The point of difference is clear enough. Cook My Grub’s USP is “access to home-cooked food that isn’t available on the high street”. The app fills a “clear gap in the market”, its founders say.

But questions remain over  the UK’s ongoing appetite for takeaways as Covid restrictions ease. Deliveroo expects the “rate of growth to decelerate” to some extent.

“It is super-hard to predict what is waiting for us in the next half year and how the market will be impacted,” says Stephan Soroka of on-demand delivery marketing firm Wear Your Brand.

There is also the question of resource. The app will need a healthy count of chefs in its operating area to compete with the huge variety available on better-known platforms.

“The main challenge is targeting the right client and having supply. They always want choice.”

That could prove a sticking point. In May, a UKHospitality survey of hundreds of hospitality operators found 85% were in need of chefs. Many left the UK ahead of Brexit, more still during the pandemic. Many of those “have not come back” due to lockdowns, says Craft Guild of Chefs CEO Andrew Green.

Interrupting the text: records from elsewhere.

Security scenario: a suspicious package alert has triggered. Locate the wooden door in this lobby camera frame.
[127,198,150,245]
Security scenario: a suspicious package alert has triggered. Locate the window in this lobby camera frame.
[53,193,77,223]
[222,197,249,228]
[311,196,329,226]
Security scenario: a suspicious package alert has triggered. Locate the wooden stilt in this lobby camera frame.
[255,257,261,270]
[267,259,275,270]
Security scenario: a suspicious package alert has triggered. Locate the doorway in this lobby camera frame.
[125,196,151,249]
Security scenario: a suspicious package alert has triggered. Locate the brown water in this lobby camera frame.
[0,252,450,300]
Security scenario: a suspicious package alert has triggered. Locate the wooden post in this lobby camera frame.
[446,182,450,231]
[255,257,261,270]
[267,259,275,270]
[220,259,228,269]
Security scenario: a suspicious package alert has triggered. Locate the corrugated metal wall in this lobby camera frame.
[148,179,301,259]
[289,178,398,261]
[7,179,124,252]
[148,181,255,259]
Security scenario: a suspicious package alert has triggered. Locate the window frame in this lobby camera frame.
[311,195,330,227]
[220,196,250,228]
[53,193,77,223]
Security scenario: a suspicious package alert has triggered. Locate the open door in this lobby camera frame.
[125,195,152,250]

“The ones that stayed – a lot have found other jobs and realise they can make the same money as they were before without working weekends and evenings,” Green adds. “It’s a work-life balance they didn’t have before.”

At the same time, that’s something offered by Cook My Grub – which gives chefs “the ability to decide when, what and how much you want to cook at your convenience”.

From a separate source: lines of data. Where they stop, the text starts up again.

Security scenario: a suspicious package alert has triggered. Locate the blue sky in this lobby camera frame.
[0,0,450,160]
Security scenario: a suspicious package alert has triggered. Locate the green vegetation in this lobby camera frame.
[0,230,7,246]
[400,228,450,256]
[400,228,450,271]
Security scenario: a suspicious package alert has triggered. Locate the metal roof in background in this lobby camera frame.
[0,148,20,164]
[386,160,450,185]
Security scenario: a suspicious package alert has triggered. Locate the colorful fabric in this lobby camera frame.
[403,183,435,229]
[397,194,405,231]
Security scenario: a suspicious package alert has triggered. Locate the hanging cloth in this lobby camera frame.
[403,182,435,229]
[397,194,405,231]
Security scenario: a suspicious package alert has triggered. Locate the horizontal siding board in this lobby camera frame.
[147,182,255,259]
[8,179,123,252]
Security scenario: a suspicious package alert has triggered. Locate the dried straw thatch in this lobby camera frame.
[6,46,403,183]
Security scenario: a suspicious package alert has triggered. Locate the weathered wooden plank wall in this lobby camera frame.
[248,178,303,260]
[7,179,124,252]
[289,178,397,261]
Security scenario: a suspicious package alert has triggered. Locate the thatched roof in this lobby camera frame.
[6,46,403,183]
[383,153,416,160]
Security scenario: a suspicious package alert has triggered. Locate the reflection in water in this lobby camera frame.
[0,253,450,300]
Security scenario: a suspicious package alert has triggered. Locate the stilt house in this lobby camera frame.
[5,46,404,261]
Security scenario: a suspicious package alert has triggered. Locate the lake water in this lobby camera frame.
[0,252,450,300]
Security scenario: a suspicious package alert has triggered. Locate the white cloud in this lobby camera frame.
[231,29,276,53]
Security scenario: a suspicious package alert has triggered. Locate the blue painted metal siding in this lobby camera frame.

Plus, it’s not just appealing to the pros. The platform is also open to amateur cooks. It could provide income for workers made redundant during the pandemic, who have already created 1,450 new food businesses in 2020, according to research by The Accountancy Partnership.

Essentially, it will all come down to managing supply and demand effectively, says Soroka. “The main challenge is targeting the right client and having supply. They always want choice. The second thing to solve is how to get the client to order the service not just once a month but weekly or daily.”

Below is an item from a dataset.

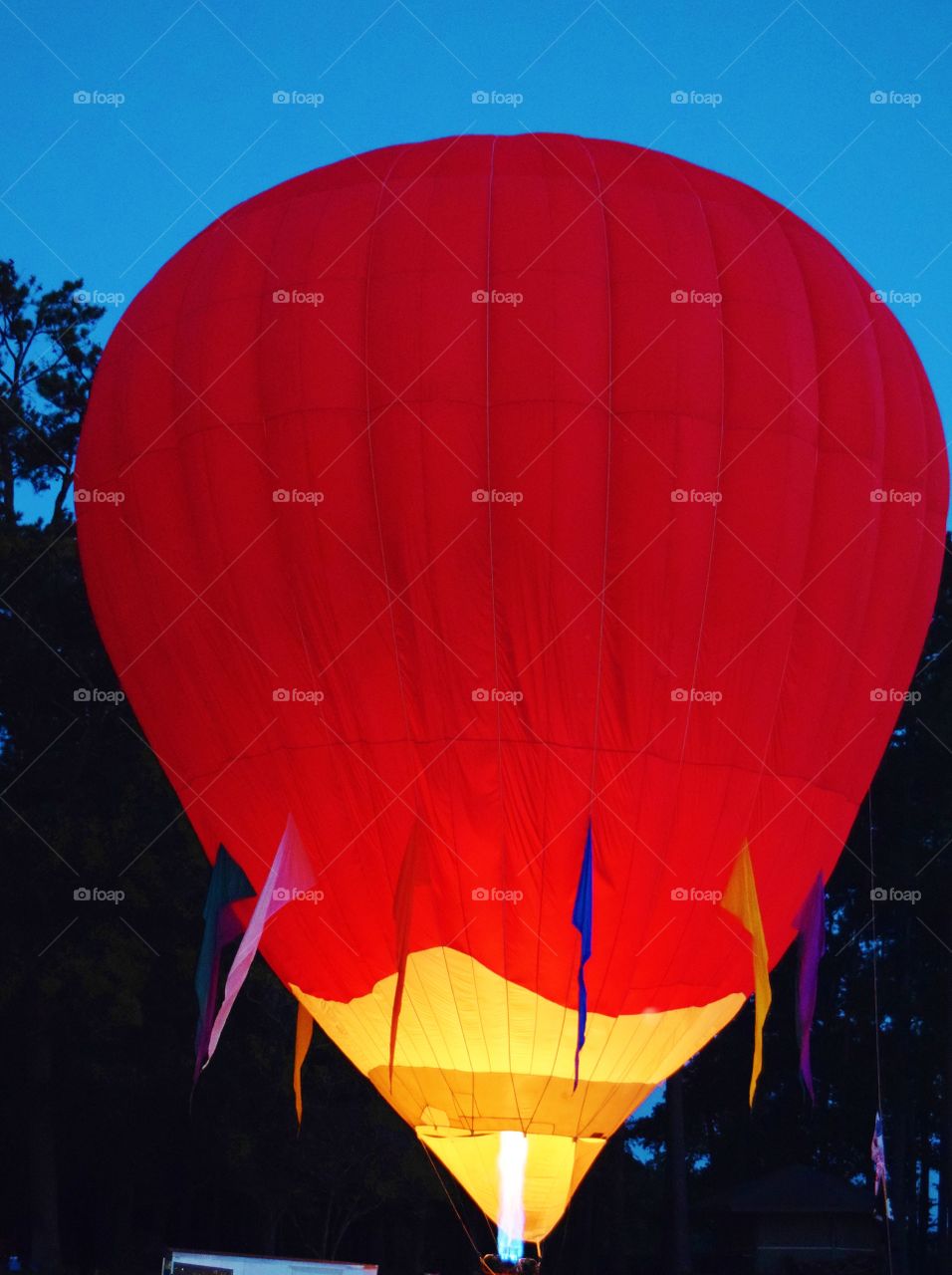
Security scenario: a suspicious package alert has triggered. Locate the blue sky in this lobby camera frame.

Finally, the app needs to convince consumers and authorities that its home-made offerings are safe.

Safety checks

Last year the Food Standards Agency called on Facebook to “take responsibility” with stricter checks on food sellers on its platform, warning those not registered or inspected by the local authority could be putting the public at risk. But many consumers are unfazed – each month from April 2020 to January this year a steady 7% to 8% of respondents to an FSA tracker reported buying food on Facebook Marketplace.

And Cook My Grub is reassuring wary consumers by requiring chefs to register as a food business, open to local authority inspection. As part of its “hygiene promise”, it will give chefs training covering allergy awareness. “Additionally, Cook My Grub conducts its own internal hygiene audits, while supporting chefs with required local council registrations,” the platform says.

So far, the formula appears to be working. In the past quarter the app has seen a doubling of its customer base and a 300% uplift in orders. Rapid expansion to 10 further locations is underway. While it may face challenges in future, its founders have at least one thing right: “It’s been an outstanding start to 2021.”